I want to address and discussion what’s really bothering me and you. To attack these experience, and move forward to clarity.
Voices and thoughtbroadcasting but it happens daily so I’m use to it. My medication just quites it down.
I too here voices.
My treatment also quotes, and makes less scary.
The voices I hear are not threatening but my biggest nightmares or fears.
Phew glad to get that out there.
Black cars. I don’t like black cars. There was one following me today. Black cars and white cars always make me feel uncomfortable for some reason. Like they’re following me on purpose, there’s some ulterior motive.
The demons actually haven’t really talked to me much today. They in were in my car on the way back but they didn’t really say anything.
Also can’t get those violent nightmares outta my head. I’m super sleepy. Everything else has gone fine today.
Still voice s constantly but im medicating my way through it so it’s a good day.
Noise, not really voices the past couple days…like my head is stuck in a wind-tunnel that is in the center of a very crowded bar broadcasting a really loud event on several big screen TV’s. I’ve also had bad moods lately, but I think it stems from all the noise in my head. I just want quiet. Is that so much to ask for?
I got accused by strangers of being a hoe after i got out of my dads car at a convenience store. They were staring at me when i was walking out of the store. Whenigot half way down the road i was yelled at. My moms neighbor has been yelling hoe at the house for the past fourty minutes. I wish i was hearing ■■■■. Voices internally have been bothering me at night. I keep seeing shadows at night.
I’ve been fighting off some intruding thoughts… and some anxiety…
the thing that really hit me was a wave of restlessness and having a hard time concentrating.
CORRECTION: My treatment also helps, and makes them less scary. (Sorry about the grammar)
I can’t remember much recently. My short term memory is not clouded, it’s still there, but almost as if on strike. All I want is to either be productive or get high. I can’t enjoy life without doing something anymore, at least recently.
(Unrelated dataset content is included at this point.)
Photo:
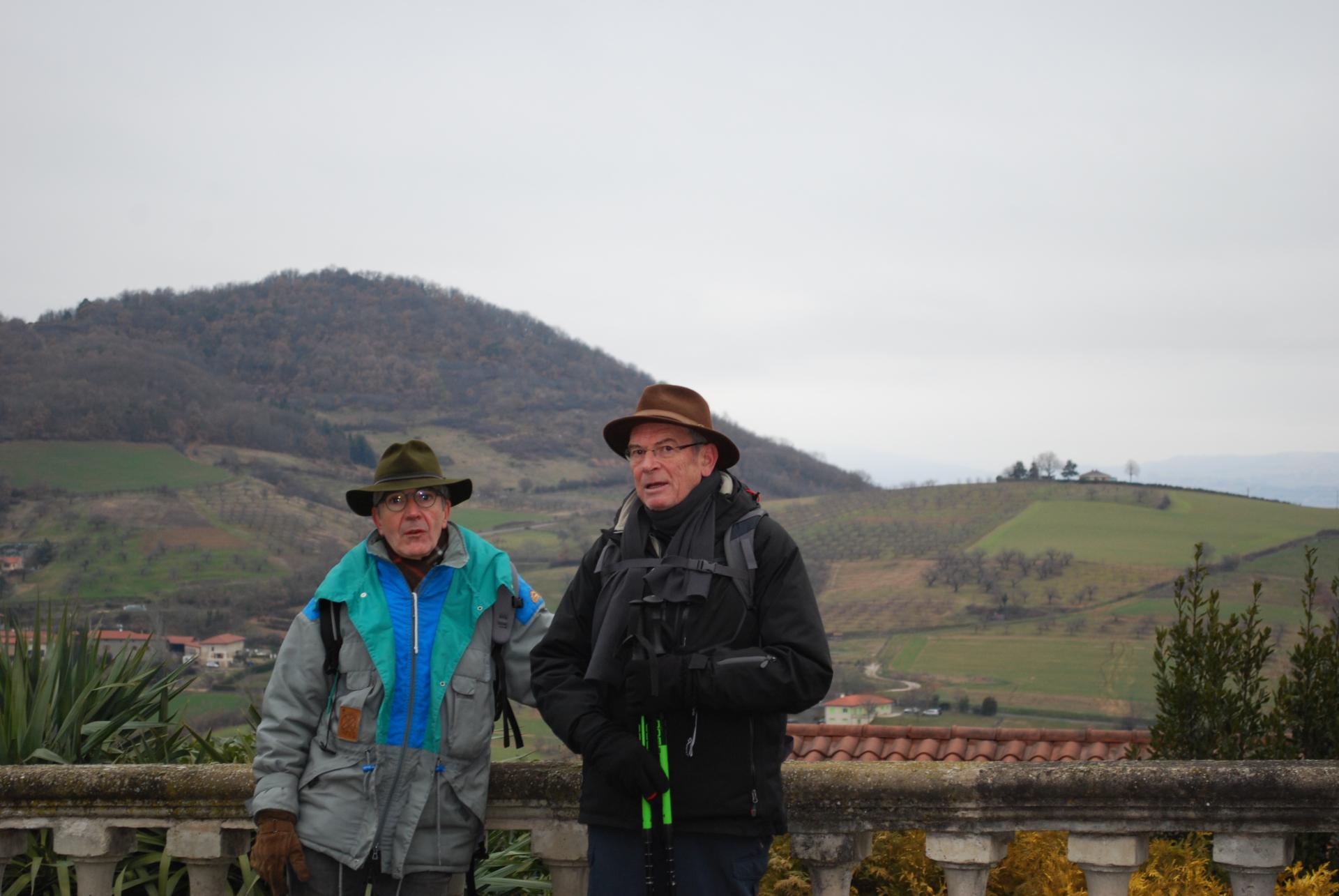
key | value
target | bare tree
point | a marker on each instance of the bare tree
(1047, 462)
I’d like to be able to desire to sit still and have quiet time but I am too urged to get things done. Since my short-term memory is needing repair I can’t get any work done. I’ll forget what I’m doing in the middle of it, like writing an email or something similar. So often that I get frustrated and figure I’m just supposed to do it later. So Than what do I do? Get high if I can. But tonight is the first night that I don’t think I’ll be able to get a hold of any drugs. Which I know is probably for the best.
i am very uneasy about my stay in this outpatient housing. i am going to stay up all night because the people here are tampering with my meds when im not looking so im going to stay on the computer where i can see them and watch what they do.
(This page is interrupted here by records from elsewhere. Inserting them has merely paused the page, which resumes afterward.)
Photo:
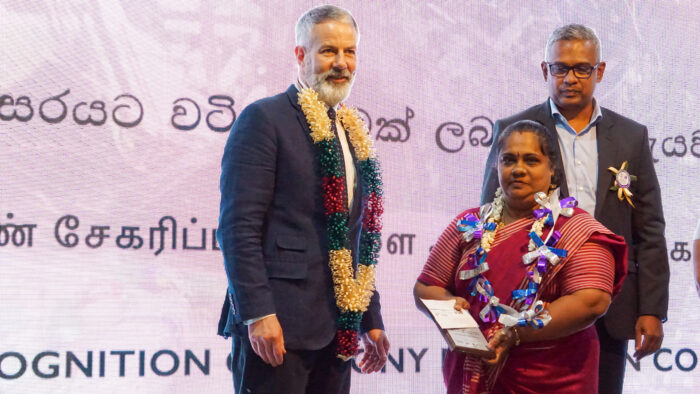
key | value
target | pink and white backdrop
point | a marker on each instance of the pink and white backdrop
(114, 115)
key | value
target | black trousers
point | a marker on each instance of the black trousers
(303, 371)
(613, 357)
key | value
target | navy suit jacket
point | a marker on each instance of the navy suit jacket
(645, 290)
(272, 227)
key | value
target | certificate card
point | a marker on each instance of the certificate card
(446, 316)
(460, 330)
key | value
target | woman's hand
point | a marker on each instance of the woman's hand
(500, 343)
(461, 303)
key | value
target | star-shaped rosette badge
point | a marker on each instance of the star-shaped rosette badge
(623, 180)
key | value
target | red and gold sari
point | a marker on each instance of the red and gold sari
(596, 259)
@jimswag If they’re doing anything at all, they’re probably just counting them to make sure you’ve been taking them and/or havn’t taken too many. They have to much to loose if something happened to you because of them and since people go in and out of there a lot, I’m sorry to say, but, you wouldn’t be worth hurting to them. You’re just another patient and they’re doing their routine ■■■■■■■■.
they count them and give them to me. i just want to make sure they arent dunking them in striknine or cyanide.
Please try and sleep if your tired… Not sleeping isn’t going to help you get stronger.
The people who run the house… or are around to help you… it’s not going to help them to tamper with your meds and not help you get stronger.
It sounds like you’ve been through a lot of adjustment recently… it’s going to be odd getting used to it. I can understand the anxiety. Please get some sleep if you can.
yes i am getting tired and really dont want to be up all night. i already took my evening meds, so maybe i am good until the morning when another shift comes in. i will keep an eye on them in the morning. this is all very draining.
Here are a few things that I deal with.
It is very difficult for me to find a reason to want to leave the house. It isn’t so year round but I have been isolating for the past 3 weeks. Another thing is that I have the “racing thoughts” symptom in that often I will remember things I wish I could have done differently and wish I had not done. Yet another problem is that I wish I was a more productive person. Sometimes I beat myself up because I feel like I am a waste of potential. I often fear having heavy symptoms. About 1 day of every month I experience a few sometimes for a few days straight, other times entire months without tough symptoms and then become a little more distraught when they finally do happen. I need to start going out for a daily walk and socialize with friends more like I used to. Finally, I have to overcome the discomfort I tend to feel in public places. It isn’t so bad though, I feel well things come and go but I have been able to deal with the symptoms.
If it’s real, then call the cops. If it’s not real, talk to your psychiatrist. It might not be real though. Ask your mother if she can hear it too.
For me, today, as everyday, it’s abilify induced anxiety and general lack of motivation that I have to deal with.
Just a bad case of Mondayitis today.
Depression, anxiety and insomnia. I’m going for a bike ride at sunrise.